L'avenir de TikTok sur le sol américain est donc plus incertain que jamais, et la situation se complexifie encore davantage. Des sénateurs démocrates influents contestent ouvertement la légalité même d'une nouvelle extension du délai accordée par le président, arguant qu'il outrepasserait ses prérogatives. Parallèlement, cette situation aux États-Unis n'est pas sans rappeler les pressions réglementaires que subit TikTok ailleurs dans le monde, notamment en Europe où la plateforme a récemment été condamnée à une très lourde amende pour transfert illégal de données personnelles d'utilisateurs européens vers la Chine, en violation du RGPD (Règlement Général sur la Protection des Données). Ces défis multiples soulignent la position délicate de l'application face aux exigences réglementaires croissantes des pays occidentaux concernant la souveraineté numérique et la protection des données.

Au-delà des simples aspects commerciaux et technologiques, le dossier TikTok est indéniablement devenu un pion majeur sur l'échiquier géopolitique et économique des relations entre Washington et Pékin.
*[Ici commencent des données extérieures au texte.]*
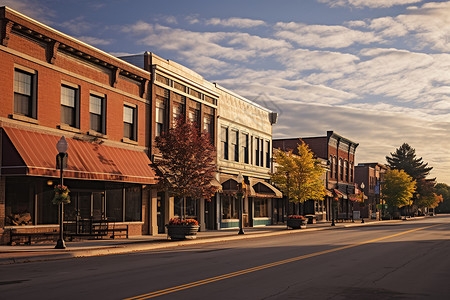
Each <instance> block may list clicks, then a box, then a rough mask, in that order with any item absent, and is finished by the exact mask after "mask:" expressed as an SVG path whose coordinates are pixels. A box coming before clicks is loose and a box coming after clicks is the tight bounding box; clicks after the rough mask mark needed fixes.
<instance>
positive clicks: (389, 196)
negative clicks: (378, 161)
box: [383, 170, 416, 213]
mask: <svg viewBox="0 0 450 300" xmlns="http://www.w3.org/2000/svg"><path fill="white" fill-rule="evenodd" d="M415 191H416V181H415V180H413V178H412V177H411V176H409V175H408V174H407V173H406V172H405V171H403V170H388V171H387V172H386V173H385V174H384V185H383V200H385V201H386V204H387V205H388V209H389V210H390V212H391V213H393V211H394V209H395V208H399V207H403V206H405V205H411V203H412V197H413V195H414V192H415Z"/></svg>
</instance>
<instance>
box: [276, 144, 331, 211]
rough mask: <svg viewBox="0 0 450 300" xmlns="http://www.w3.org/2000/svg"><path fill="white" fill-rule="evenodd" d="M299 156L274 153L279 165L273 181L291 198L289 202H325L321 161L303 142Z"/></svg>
mask: <svg viewBox="0 0 450 300" xmlns="http://www.w3.org/2000/svg"><path fill="white" fill-rule="evenodd" d="M297 150H298V154H293V152H292V150H291V151H289V152H284V151H281V150H275V151H274V161H275V163H276V164H277V167H276V171H275V173H273V174H271V178H272V181H273V182H274V183H275V184H276V185H277V186H278V187H279V188H280V189H281V190H282V191H283V193H284V194H285V195H287V196H288V197H289V201H291V202H294V203H303V202H305V201H306V200H323V197H324V196H325V187H324V184H323V181H322V174H323V172H324V170H323V168H322V166H321V164H320V161H319V160H317V159H315V158H314V155H313V152H312V151H311V150H310V149H309V147H308V145H307V144H305V143H304V142H303V141H302V144H301V145H298V148H297Z"/></svg>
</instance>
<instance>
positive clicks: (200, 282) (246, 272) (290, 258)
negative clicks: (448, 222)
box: [124, 224, 441, 300]
mask: <svg viewBox="0 0 450 300" xmlns="http://www.w3.org/2000/svg"><path fill="white" fill-rule="evenodd" d="M438 225H441V224H435V225H431V226H426V227H421V228H416V229H412V230H408V231H403V232H400V233H396V234H392V235H389V236H384V237H380V238H376V239H372V240H369V241H364V242H360V243H356V244H351V245H347V246H342V247H338V248H333V249H329V250H324V251H319V252H314V253H311V254H306V255H302V256H297V257H293V258H288V259H284V260H280V261H276V262H273V263H270V264H265V265H261V266H257V267H253V268H249V269H244V270H240V271H236V272H232V273H227V274H223V275H219V276H215V277H211V278H207V279H203V280H199V281H195V282H191V283H186V284H182V285H178V286H174V287H171V288H167V289H164V290H159V291H155V292H151V293H148V294H143V295H139V296H135V297H131V298H126V299H124V300H143V299H150V298H155V297H158V296H162V295H166V294H171V293H175V292H178V291H182V290H186V289H190V288H193V287H196V286H200V285H205V284H208V283H212V282H215V281H220V280H224V279H228V278H232V277H236V276H241V275H244V274H248V273H252V272H256V271H261V270H264V269H268V268H273V267H276V266H280V265H284V264H287V263H291V262H294V261H299V260H303V259H306V258H310V257H315V256H319V255H323V254H327V253H331V252H336V251H341V250H345V249H349V248H353V247H358V246H361V245H365V244H369V243H374V242H377V241H381V240H385V239H389V238H392V237H396V236H400V235H404V234H407V233H411V232H414V231H418V230H423V229H427V228H431V227H434V226H438Z"/></svg>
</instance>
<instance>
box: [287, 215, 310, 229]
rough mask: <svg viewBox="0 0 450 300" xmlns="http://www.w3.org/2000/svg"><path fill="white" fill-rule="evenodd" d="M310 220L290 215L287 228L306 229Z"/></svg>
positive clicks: (293, 228) (301, 217) (288, 218)
mask: <svg viewBox="0 0 450 300" xmlns="http://www.w3.org/2000/svg"><path fill="white" fill-rule="evenodd" d="M307 223H308V219H307V218H305V217H304V216H300V215H290V216H288V219H287V226H288V227H291V228H292V229H300V228H301V229H305V228H306V224H307Z"/></svg>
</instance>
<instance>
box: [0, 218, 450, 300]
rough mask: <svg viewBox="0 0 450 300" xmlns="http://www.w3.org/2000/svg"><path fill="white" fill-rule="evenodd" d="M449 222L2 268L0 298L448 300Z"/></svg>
mask: <svg viewBox="0 0 450 300" xmlns="http://www.w3.org/2000/svg"><path fill="white" fill-rule="evenodd" d="M449 238H450V216H443V217H439V216H438V217H432V218H426V219H423V220H417V221H404V222H401V223H396V224H395V225H392V224H390V225H371V226H364V227H353V228H346V229H338V230H326V231H317V232H309V233H307V232H304V233H301V232H300V233H299V234H289V235H280V236H276V237H266V238H255V239H247V240H239V241H230V242H226V243H212V244H203V245H198V246H192V247H180V248H176V249H170V250H168V249H165V250H158V251H156V250H155V251H148V252H140V253H133V254H123V255H109V256H101V257H88V258H75V259H67V260H59V261H47V262H34V263H24V264H14V265H3V266H0V299H14V300H16V299H83V300H84V299H150V298H160V299H183V300H184V299H214V300H218V299H377V300H379V299H450V285H449V282H450V242H449Z"/></svg>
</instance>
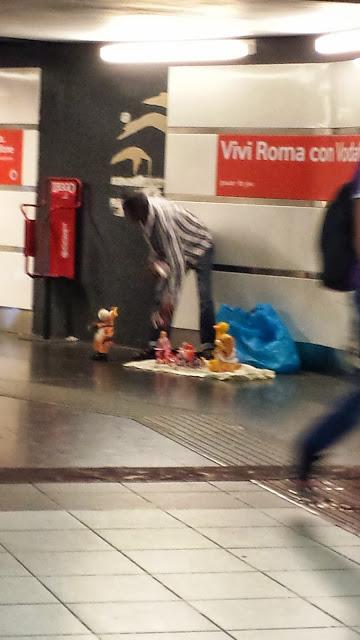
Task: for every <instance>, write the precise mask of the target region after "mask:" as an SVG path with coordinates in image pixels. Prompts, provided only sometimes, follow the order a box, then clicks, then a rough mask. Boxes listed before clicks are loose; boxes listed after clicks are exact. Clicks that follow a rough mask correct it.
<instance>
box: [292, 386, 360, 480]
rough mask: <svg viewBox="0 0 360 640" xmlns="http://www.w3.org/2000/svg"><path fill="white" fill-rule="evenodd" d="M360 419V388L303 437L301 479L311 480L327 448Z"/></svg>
mask: <svg viewBox="0 0 360 640" xmlns="http://www.w3.org/2000/svg"><path fill="white" fill-rule="evenodd" d="M359 419H360V390H357V391H355V392H352V393H351V394H350V395H348V396H346V398H345V399H342V400H341V401H340V403H339V404H338V405H337V406H336V408H335V410H334V411H333V412H331V413H330V414H328V415H327V416H325V417H324V418H322V419H321V420H320V421H319V422H318V423H317V424H316V425H315V427H313V428H312V429H311V430H310V431H309V432H308V433H307V434H306V435H305V437H304V438H303V439H302V442H301V445H300V460H299V472H298V476H299V480H300V481H301V482H303V483H306V482H307V481H308V480H309V477H310V474H311V470H312V466H313V464H314V462H316V460H318V459H319V458H320V457H321V454H322V453H323V451H325V449H327V448H328V447H330V446H331V445H333V444H335V442H337V441H338V440H340V439H341V438H342V437H344V436H345V435H346V434H347V433H350V431H352V430H353V429H354V428H355V427H356V426H357V424H358V421H359Z"/></svg>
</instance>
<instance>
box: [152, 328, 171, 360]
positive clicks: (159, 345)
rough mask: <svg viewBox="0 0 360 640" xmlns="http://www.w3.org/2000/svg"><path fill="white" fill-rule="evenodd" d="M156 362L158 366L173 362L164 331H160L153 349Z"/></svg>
mask: <svg viewBox="0 0 360 640" xmlns="http://www.w3.org/2000/svg"><path fill="white" fill-rule="evenodd" d="M155 353H156V362H157V363H158V364H171V363H172V362H173V361H174V356H173V352H172V347H171V342H170V340H169V337H168V334H167V333H166V331H160V336H159V339H158V341H157V343H156V347H155Z"/></svg>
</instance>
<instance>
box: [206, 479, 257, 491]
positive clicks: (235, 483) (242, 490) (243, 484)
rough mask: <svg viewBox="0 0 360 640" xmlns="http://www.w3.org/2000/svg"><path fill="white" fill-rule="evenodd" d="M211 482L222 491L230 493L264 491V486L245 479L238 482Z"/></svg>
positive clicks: (213, 484) (236, 481) (230, 480)
mask: <svg viewBox="0 0 360 640" xmlns="http://www.w3.org/2000/svg"><path fill="white" fill-rule="evenodd" d="M211 484H212V485H214V487H217V488H218V489H221V490H222V491H228V492H230V493H232V492H233V491H263V488H262V487H259V485H257V484H255V483H254V482H244V481H243V480H240V481H236V482H234V481H232V480H229V481H226V480H221V481H220V482H212V483H211Z"/></svg>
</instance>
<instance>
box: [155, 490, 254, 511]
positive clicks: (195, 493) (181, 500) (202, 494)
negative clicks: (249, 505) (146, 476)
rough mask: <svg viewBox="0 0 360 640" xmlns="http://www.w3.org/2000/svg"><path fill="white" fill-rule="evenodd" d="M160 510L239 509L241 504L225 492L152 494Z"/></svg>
mask: <svg viewBox="0 0 360 640" xmlns="http://www.w3.org/2000/svg"><path fill="white" fill-rule="evenodd" d="M148 499H149V500H151V502H152V503H153V504H155V505H156V506H157V507H159V508H160V509H171V510H172V511H173V510H174V509H239V507H240V506H241V503H240V502H239V500H236V498H234V497H233V496H232V494H231V495H230V494H228V493H224V492H223V491H213V492H212V493H205V492H200V493H195V492H193V493H191V492H190V493H152V494H149V495H148ZM245 506H246V505H245Z"/></svg>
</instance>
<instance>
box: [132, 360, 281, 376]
mask: <svg viewBox="0 0 360 640" xmlns="http://www.w3.org/2000/svg"><path fill="white" fill-rule="evenodd" d="M124 366H125V367H128V368H131V369H140V370H141V371H154V372H156V373H172V374H173V375H177V376H188V377H192V378H215V379H217V380H230V379H235V380H271V379H272V378H275V375H276V374H275V372H274V371H270V370H269V369H256V367H251V366H250V365H249V364H242V365H241V367H240V369H238V370H237V371H233V372H230V371H229V372H223V373H214V372H213V371H209V370H208V369H205V368H201V369H191V368H190V367H178V366H171V365H167V364H158V363H157V362H156V360H142V361H137V362H128V363H127V364H125V365H124Z"/></svg>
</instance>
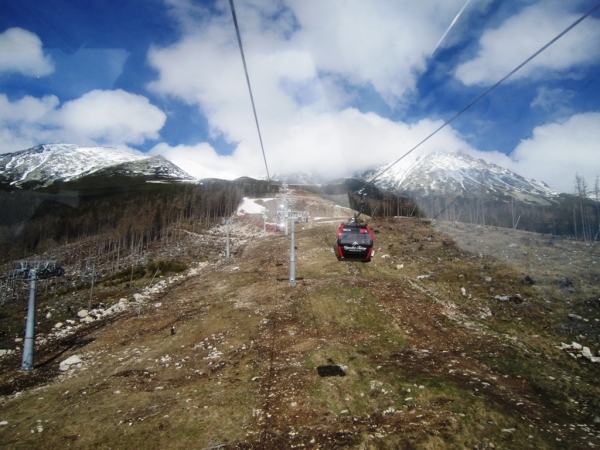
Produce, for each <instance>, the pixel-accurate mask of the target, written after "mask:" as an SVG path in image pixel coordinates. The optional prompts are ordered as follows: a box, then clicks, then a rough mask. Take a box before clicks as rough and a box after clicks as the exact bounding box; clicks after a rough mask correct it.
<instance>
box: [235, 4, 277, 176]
mask: <svg viewBox="0 0 600 450" xmlns="http://www.w3.org/2000/svg"><path fill="white" fill-rule="evenodd" d="M229 5H230V6H231V15H232V16H233V24H234V25H235V33H236V34H237V38H238V44H239V47H240V53H241V54H242V62H243V63H244V72H245V73H246V82H247V83H248V91H249V92H250V101H251V102H252V111H254V121H255V122H256V130H257V131H258V140H259V141H260V148H261V150H262V153H263V160H264V161H265V169H266V170H267V181H271V177H270V175H269V166H268V165H267V157H266V155H265V147H264V146H263V143H262V135H261V134H260V126H259V125H258V116H257V115H256V107H255V106H254V96H253V95H252V87H251V86H250V77H249V76H248V67H247V66H246V58H245V57H244V47H242V37H241V36H240V28H239V27H238V24H237V17H236V15H235V8H234V6H233V0H229Z"/></svg>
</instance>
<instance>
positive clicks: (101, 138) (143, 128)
mask: <svg viewBox="0 0 600 450" xmlns="http://www.w3.org/2000/svg"><path fill="white" fill-rule="evenodd" d="M166 118H167V116H166V115H165V113H164V112H162V111H161V110H160V109H159V108H157V107H156V106H154V105H152V104H150V101H149V100H148V99H147V98H146V97H143V96H141V95H136V94H131V93H129V92H125V91H123V90H121V89H117V90H114V91H100V90H94V91H91V92H88V93H87V94H85V95H83V96H82V97H80V98H78V99H76V100H73V101H70V102H67V103H65V104H64V105H63V106H62V108H61V109H60V111H57V122H58V123H59V124H60V125H61V126H62V127H63V130H64V132H66V133H67V134H69V135H70V136H74V137H75V139H76V142H82V141H88V142H99V143H101V142H106V143H108V144H125V143H128V144H141V143H143V142H144V141H145V140H147V139H157V138H158V137H159V134H158V131H159V130H160V129H161V128H162V127H163V125H164V123H165V121H166Z"/></svg>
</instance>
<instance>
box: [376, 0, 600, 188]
mask: <svg viewBox="0 0 600 450" xmlns="http://www.w3.org/2000/svg"><path fill="white" fill-rule="evenodd" d="M598 8H600V3H598V4H597V5H596V6H594V7H593V8H592V9H590V10H589V11H588V12H587V13H585V14H584V15H583V16H581V17H580V18H579V19H577V20H576V21H575V22H573V23H572V24H571V25H569V26H568V27H567V28H565V29H564V30H563V31H562V32H561V33H559V34H558V35H556V37H554V39H552V40H551V41H550V42H548V43H547V44H546V45H544V46H543V47H542V48H540V49H539V50H538V51H537V52H535V53H534V54H533V55H531V56H530V57H529V58H527V59H526V60H525V61H523V62H522V63H521V64H519V65H518V66H517V67H515V68H514V69H513V70H511V71H510V72H509V73H508V74H507V75H505V76H504V77H503V78H502V79H500V81H498V82H497V83H496V84H494V85H493V86H492V87H490V88H489V89H488V90H486V91H485V92H483V93H482V94H480V95H479V96H478V97H477V98H475V100H473V101H472V102H471V103H469V104H468V105H467V106H465V107H464V108H463V109H461V110H460V111H459V112H457V113H456V114H455V115H454V116H452V117H451V118H450V119H449V120H447V121H446V122H445V123H444V124H443V125H441V126H440V127H438V128H437V129H436V130H435V131H433V132H432V133H431V134H430V135H429V136H427V137H426V138H425V139H423V140H422V141H421V142H419V143H418V144H417V145H415V146H414V147H413V148H411V149H410V150H409V151H407V152H406V153H405V154H404V155H402V156H401V157H400V158H398V159H397V160H396V161H394V162H393V163H392V164H390V165H389V166H388V167H386V168H385V169H383V170H382V171H381V172H379V174H377V175H376V176H375V177H374V178H371V179H370V180H369V183H373V182H374V181H375V180H376V179H377V178H379V177H380V176H381V175H383V174H384V173H386V172H387V171H388V170H390V169H391V168H392V167H393V166H395V165H396V164H397V163H399V162H400V161H401V160H402V159H404V158H405V157H406V156H408V155H409V154H410V153H412V152H413V151H414V150H416V149H417V148H419V147H420V146H421V145H422V144H424V143H425V142H426V141H427V140H429V138H431V137H432V136H434V135H435V134H437V132H438V131H440V130H441V129H442V128H444V127H445V126H446V125H448V124H449V123H450V122H452V121H453V120H454V119H456V118H457V117H458V116H460V115H461V114H462V113H464V112H465V111H466V110H467V109H469V108H470V107H471V106H473V105H474V104H475V103H477V102H478V101H479V100H481V99H482V98H483V97H485V96H486V95H488V94H489V93H490V92H492V91H493V90H494V89H496V88H497V87H498V86H500V85H501V84H502V83H503V82H504V81H506V80H507V79H508V78H509V77H511V76H512V75H514V74H515V72H517V71H518V70H519V69H521V68H522V67H523V66H524V65H526V64H527V63H529V62H530V61H531V60H532V59H533V58H535V57H536V56H538V55H539V54H540V53H542V52H543V51H544V50H546V49H547V48H548V47H550V46H551V45H552V44H554V43H555V42H556V41H558V40H559V39H560V38H561V37H563V36H564V35H565V34H567V33H568V32H569V31H571V29H573V28H574V27H576V26H577V25H579V23H580V22H582V21H583V20H584V19H586V18H587V17H588V16H590V15H591V14H593V13H594V11H596V10H597V9H598Z"/></svg>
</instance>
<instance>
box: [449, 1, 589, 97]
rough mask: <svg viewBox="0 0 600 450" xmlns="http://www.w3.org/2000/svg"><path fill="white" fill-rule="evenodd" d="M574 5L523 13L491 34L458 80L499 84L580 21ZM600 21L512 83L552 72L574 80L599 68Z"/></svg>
mask: <svg viewBox="0 0 600 450" xmlns="http://www.w3.org/2000/svg"><path fill="white" fill-rule="evenodd" d="M570 7H572V5H570V4H569V2H539V3H537V4H535V5H532V6H529V7H527V8H524V9H523V10H522V11H520V12H519V13H518V14H516V15H515V16H513V17H511V18H509V19H508V20H506V21H505V22H504V23H503V24H502V25H500V27H499V28H497V29H493V30H487V31H485V32H484V33H483V35H482V37H481V39H480V42H479V44H480V50H479V52H478V54H477V56H476V57H475V58H474V59H472V60H470V61H467V62H465V63H464V64H461V65H460V66H459V67H458V68H457V69H456V73H455V75H456V78H458V79H459V80H460V81H462V82H463V83H464V84H467V85H473V84H477V85H489V84H493V83H495V82H497V81H498V80H499V79H500V78H501V77H502V76H504V75H506V74H507V73H509V72H510V71H511V70H513V69H514V68H515V67H517V66H518V65H519V64H521V63H522V62H523V61H525V60H526V59H527V58H528V57H530V56H531V55H532V54H534V53H535V52H536V51H538V50H539V49H540V48H541V47H543V46H544V45H545V44H547V43H548V42H549V41H550V40H551V39H553V38H554V37H555V36H557V35H558V34H559V33H560V32H562V31H563V30H564V29H566V28H567V26H569V25H571V23H573V22H574V21H575V20H576V19H578V18H579V17H580V16H581V14H580V13H572V12H570V11H569V10H568V8H570ZM599 41H600V20H597V19H595V18H593V17H591V16H590V17H588V18H586V19H585V20H584V21H583V22H581V23H579V24H578V25H577V26H576V27H575V28H573V29H572V30H570V31H569V32H568V33H567V34H565V35H564V36H563V37H562V38H560V39H559V40H558V41H556V42H555V43H554V44H553V45H551V46H550V47H549V48H547V49H546V50H545V51H544V52H542V53H541V54H540V55H538V56H537V57H536V58H534V59H533V60H532V61H531V62H529V63H528V64H527V65H525V66H524V67H523V68H522V69H520V70H519V71H518V72H516V73H515V74H514V75H513V76H512V77H511V78H509V79H508V81H514V80H517V79H520V78H525V77H529V78H539V77H541V76H543V75H548V74H549V73H555V74H556V73H560V74H561V75H563V76H564V75H566V76H572V74H571V73H570V71H572V70H575V69H577V68H578V67H580V66H584V65H588V64H592V63H597V62H598V60H599V59H600V46H598V45H589V44H590V43H593V42H599Z"/></svg>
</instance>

L'issue finale dépendra autant des tractations diplomatiques et commerciales en coulisses entre les deux capitales que de la capacité des différentes parties prenantes à trouver un montage financier et opérationnel qui soit acceptable pour tous. Les semaines à venir, à l'approche de l'échéance du 19 juin, seront sans aucun doute décisives pour déterminer si l'application phénomène pourra, ou non, continuer à prospérer sur son plus grand marché occidental.